On a more personal note, because the novel is written from a non-dystopian perspective, a part of me worried loudly that it might seem out of step with 2018's horrendous fake reality, but in fact its perspective has proven to be helpful for my thinking, rather than evasive. In a sense, it's more fully grounded in 2018's reality than it was in 1993's, without being swallowed up by the social psychological pervasiveness that many of us are struggling to escape. Dare I say aloud that that in our hearts, many of us feel certain that the triumph of neoliberalism can only be a dead end for our species?
You can read a sample from the book.Or purchase it here: http://www.aqueductpress.com/books/978-1-61976-147-6.php.

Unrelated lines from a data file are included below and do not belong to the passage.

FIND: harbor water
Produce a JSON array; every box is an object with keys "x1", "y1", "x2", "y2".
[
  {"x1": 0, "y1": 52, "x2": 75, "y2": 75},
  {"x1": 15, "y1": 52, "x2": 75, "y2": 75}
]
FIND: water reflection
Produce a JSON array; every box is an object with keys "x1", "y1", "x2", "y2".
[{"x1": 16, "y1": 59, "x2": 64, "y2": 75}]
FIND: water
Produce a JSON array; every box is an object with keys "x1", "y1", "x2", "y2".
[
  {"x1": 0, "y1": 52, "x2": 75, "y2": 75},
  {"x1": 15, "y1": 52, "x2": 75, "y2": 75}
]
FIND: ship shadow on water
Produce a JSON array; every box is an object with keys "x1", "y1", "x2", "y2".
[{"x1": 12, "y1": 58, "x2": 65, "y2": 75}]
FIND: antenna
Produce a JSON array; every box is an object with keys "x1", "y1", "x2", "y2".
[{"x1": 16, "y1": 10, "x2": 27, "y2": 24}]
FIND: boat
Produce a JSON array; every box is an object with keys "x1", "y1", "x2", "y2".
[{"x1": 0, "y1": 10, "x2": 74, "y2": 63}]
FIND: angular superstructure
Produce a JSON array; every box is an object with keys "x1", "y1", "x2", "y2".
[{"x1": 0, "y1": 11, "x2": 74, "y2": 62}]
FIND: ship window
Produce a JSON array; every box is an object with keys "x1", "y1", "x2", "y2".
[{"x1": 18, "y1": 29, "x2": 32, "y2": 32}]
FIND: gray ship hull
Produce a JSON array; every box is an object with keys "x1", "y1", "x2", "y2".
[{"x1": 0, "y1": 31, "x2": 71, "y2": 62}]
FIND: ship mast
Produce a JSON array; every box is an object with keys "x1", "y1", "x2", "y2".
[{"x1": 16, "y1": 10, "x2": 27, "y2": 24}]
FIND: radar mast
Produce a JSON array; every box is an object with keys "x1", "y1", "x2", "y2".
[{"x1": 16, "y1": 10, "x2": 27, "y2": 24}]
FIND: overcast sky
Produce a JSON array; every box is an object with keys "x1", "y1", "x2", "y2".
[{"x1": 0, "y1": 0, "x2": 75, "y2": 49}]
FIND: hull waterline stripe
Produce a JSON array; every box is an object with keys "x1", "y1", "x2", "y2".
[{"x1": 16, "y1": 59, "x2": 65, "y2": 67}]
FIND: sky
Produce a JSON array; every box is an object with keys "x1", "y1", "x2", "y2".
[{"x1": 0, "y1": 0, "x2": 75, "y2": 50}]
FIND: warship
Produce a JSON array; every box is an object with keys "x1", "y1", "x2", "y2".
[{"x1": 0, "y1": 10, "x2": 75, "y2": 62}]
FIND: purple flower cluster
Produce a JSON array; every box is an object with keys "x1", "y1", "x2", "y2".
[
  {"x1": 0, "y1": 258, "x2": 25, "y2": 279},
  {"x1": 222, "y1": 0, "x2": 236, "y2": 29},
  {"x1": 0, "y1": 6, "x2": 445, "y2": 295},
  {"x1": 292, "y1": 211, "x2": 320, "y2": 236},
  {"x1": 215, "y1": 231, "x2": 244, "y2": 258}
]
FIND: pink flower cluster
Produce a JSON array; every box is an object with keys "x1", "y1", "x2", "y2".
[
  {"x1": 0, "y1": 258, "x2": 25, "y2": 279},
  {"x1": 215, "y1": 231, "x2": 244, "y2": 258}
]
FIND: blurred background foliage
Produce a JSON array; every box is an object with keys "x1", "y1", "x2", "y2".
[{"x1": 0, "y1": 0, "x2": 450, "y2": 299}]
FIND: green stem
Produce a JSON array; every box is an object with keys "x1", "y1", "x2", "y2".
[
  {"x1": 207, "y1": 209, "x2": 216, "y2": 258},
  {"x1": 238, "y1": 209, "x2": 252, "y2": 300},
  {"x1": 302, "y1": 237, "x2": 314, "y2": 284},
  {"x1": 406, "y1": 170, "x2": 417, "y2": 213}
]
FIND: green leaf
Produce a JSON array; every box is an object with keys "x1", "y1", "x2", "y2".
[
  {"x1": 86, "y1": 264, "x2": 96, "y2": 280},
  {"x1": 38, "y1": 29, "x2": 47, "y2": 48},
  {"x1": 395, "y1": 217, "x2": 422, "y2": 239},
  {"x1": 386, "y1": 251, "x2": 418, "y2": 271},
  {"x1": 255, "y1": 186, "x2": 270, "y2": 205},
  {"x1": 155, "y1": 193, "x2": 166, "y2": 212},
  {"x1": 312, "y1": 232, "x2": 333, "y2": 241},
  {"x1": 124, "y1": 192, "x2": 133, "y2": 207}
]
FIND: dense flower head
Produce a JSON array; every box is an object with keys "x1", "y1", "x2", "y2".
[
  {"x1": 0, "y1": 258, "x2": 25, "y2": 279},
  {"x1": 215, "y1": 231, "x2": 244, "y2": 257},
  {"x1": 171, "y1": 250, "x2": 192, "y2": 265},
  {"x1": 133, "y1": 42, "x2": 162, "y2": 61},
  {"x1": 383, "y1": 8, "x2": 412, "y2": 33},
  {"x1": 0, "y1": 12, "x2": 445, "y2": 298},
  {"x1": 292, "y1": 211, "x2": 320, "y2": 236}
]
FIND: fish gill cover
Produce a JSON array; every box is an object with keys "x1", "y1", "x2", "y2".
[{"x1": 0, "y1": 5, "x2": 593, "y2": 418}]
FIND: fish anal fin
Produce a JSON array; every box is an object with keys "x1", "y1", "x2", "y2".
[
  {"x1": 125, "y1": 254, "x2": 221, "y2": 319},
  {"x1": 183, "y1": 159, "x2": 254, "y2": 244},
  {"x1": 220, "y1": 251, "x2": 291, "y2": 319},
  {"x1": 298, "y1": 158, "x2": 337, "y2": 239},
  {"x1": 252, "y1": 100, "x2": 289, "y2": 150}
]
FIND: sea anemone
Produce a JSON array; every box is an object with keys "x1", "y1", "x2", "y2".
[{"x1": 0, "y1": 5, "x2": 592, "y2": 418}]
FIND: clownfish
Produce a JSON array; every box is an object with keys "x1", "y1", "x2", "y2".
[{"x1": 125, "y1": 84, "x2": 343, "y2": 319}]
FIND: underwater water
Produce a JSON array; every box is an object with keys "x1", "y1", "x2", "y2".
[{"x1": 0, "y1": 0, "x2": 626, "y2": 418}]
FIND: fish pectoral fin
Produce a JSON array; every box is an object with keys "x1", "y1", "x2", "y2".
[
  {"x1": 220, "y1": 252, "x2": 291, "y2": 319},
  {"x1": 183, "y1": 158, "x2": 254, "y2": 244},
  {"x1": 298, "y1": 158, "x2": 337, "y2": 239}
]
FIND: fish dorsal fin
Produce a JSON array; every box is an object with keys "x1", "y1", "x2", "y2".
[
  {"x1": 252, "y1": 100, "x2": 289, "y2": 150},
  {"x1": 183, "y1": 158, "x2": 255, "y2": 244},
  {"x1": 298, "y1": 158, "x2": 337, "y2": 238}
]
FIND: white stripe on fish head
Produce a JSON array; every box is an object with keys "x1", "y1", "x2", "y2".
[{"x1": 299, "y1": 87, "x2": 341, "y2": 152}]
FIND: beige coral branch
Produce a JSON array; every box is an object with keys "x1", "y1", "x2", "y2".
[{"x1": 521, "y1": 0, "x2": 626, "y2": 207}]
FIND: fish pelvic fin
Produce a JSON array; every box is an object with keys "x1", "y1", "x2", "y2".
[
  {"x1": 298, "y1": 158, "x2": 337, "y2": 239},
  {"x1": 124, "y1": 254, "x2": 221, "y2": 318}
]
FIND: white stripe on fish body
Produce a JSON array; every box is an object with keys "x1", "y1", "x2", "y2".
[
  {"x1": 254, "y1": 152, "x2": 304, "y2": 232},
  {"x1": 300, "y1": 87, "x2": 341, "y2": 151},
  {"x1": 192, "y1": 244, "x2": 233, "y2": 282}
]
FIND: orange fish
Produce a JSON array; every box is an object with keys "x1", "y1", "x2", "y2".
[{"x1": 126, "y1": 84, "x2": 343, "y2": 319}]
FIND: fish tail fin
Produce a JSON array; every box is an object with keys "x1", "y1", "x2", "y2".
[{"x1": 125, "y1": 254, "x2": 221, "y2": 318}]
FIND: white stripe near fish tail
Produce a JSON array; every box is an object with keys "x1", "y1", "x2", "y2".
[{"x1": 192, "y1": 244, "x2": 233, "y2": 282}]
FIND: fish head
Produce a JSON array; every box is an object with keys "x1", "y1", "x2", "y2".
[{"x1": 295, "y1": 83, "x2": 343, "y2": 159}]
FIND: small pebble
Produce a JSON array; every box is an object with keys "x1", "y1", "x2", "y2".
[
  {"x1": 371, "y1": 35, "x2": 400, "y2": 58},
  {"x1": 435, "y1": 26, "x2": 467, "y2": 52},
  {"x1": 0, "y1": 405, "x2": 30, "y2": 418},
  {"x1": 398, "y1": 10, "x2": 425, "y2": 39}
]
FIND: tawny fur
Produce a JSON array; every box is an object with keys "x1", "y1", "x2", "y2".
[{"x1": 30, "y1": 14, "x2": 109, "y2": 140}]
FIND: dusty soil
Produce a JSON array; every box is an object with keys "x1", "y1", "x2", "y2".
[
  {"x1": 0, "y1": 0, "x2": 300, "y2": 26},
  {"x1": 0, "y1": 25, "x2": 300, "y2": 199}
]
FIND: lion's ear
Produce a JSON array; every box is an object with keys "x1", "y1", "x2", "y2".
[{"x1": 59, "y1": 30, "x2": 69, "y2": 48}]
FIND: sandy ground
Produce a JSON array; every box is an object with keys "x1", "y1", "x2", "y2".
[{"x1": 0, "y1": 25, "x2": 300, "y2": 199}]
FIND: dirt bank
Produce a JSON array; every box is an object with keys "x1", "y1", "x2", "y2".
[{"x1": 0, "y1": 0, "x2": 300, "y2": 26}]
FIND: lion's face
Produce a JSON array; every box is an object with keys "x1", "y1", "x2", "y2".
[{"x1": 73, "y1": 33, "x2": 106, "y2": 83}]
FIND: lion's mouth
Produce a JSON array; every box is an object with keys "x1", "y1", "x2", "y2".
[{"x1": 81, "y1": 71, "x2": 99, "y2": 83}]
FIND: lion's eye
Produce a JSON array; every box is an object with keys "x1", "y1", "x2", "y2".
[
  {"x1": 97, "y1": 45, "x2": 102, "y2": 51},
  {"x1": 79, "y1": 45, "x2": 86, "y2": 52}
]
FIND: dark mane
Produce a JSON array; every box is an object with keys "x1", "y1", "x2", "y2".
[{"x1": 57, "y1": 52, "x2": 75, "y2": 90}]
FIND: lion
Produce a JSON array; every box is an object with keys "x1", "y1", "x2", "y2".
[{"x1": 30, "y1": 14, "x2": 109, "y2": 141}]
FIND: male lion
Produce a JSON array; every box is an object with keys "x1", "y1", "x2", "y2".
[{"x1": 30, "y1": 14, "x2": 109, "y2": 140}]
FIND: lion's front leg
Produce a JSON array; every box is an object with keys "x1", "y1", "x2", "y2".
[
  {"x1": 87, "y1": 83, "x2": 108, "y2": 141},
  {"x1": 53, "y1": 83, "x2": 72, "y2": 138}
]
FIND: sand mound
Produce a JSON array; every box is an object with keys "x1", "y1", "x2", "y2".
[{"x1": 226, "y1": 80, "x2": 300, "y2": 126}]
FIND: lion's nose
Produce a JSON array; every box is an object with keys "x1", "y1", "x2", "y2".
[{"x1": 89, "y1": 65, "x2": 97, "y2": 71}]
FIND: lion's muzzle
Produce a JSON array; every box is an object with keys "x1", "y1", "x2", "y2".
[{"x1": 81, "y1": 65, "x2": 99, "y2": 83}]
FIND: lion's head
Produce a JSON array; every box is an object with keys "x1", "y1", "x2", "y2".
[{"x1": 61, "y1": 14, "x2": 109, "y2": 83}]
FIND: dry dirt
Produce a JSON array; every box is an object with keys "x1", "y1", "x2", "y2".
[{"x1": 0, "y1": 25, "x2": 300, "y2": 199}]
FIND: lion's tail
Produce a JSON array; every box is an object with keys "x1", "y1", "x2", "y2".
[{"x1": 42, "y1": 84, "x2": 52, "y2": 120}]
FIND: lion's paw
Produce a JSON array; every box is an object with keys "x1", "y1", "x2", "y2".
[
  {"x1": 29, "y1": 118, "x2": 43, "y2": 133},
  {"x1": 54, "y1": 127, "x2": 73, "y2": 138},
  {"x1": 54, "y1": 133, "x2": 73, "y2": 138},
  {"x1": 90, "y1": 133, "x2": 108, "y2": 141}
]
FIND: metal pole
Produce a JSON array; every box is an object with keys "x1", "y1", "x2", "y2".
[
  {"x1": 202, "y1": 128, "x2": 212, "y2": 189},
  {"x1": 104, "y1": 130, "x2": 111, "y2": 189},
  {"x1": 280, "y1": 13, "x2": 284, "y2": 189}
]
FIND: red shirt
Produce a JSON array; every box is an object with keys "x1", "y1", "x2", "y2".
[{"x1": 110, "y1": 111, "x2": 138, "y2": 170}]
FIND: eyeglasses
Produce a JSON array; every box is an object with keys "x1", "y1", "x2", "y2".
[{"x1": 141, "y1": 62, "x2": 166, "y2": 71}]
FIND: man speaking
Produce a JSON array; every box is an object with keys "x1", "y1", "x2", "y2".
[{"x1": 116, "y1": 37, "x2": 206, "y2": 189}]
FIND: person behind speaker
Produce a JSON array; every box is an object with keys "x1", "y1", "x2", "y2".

Here's a brief description:
"Everything about the humanoids inhabiting the planet La Femme is beautiful and desirable. Even their names are a pleasure to the tongue, a pleasure that can be experienced only in meat space." —Paul 22423They named the planet "La Femme" and called it a paradise and refused to leave it. Now Julia 9561 is heading up the mission to retrieve the errant crew and establish meaningful Contact with the inhabitants. Are the inhabitants really all female, as the first crew claimed? Why don't the men want to return to Earth? What happened to the women on the crew? And why did Paul 22423 warn the First Council to send only male crew members?
"Speculative fiction at its purest."
—-Vonda N. McIntyre, author of Dreamsnake and The Moon and the Sun
"Chercher La Femme, which unfolds in a strange, complex, alien future, effectively explores several themes: of personal identity and how it holds itself together but is also porous to experience; of communication with alien life forms and how amorphous and challenging that might be; and of the visceral power of alien forms of beauty and art, giving the story compelling depths. The tense stretch between the Pax and the "Outsiders" offers an interesting representation of the real-world tension we now live with, between low-tech societies and those racing to colonize outer (and inner, personal) space in all sorts of ways.
"There's some interesting tidal stirring going on at the more cerebral levels of modern SF, which I think began with books like A Voyage to Arcturus and Solaris. It's now manifesting itself in, for example, Jeff Vandermeer's Southern Reach books and in this book, Chercher La Femme, as well as in films like Arrival, They Remain, and of course Annihilation. Human bafflement and consternation characterize these stories, in the face of the most alien kind of alien-ness we can imagine at this point, and a necessary softening and yielding of our age-old infatuation with a propulsive, often violent drive to control (or kill) whatever is ineffable and strange to us.
—Suzy McKee Charnas, author of The Vampire Tapestry and the Holdfast Chronicles
And here's Publishers Weekly's review:
Aqueduct editor Duchamp's concentrated and demanding examination of what's accepted as "self" is cleverly and convincingly presented as a simple piece of science fiction. Diplomat Julia, a member of a socialistic human society known as the Pax, is the head of a mission to a far-off world, La Femme. The mission's primary purpose is recovery of the first ship sent to make contact with La Femme's inhabitants, though further diplomatic advancement is planned as well. Julia is distracted from the mission objectives by her deep analysis of her life thus far and the utopian ideal she lives by, particularly when she deals with her splintered crew. What she and her crew find upon arrival is enough to shake them all. Duchamp (Stretto) makes abundant challenges to gender norms and raises questions of what constitutes alienness, and the novel's humanistic approach and unwavering commitment to Julia's frank introspection go beautifully with a precisely detailed world. This thoughtful tale bears rereading and contemplation.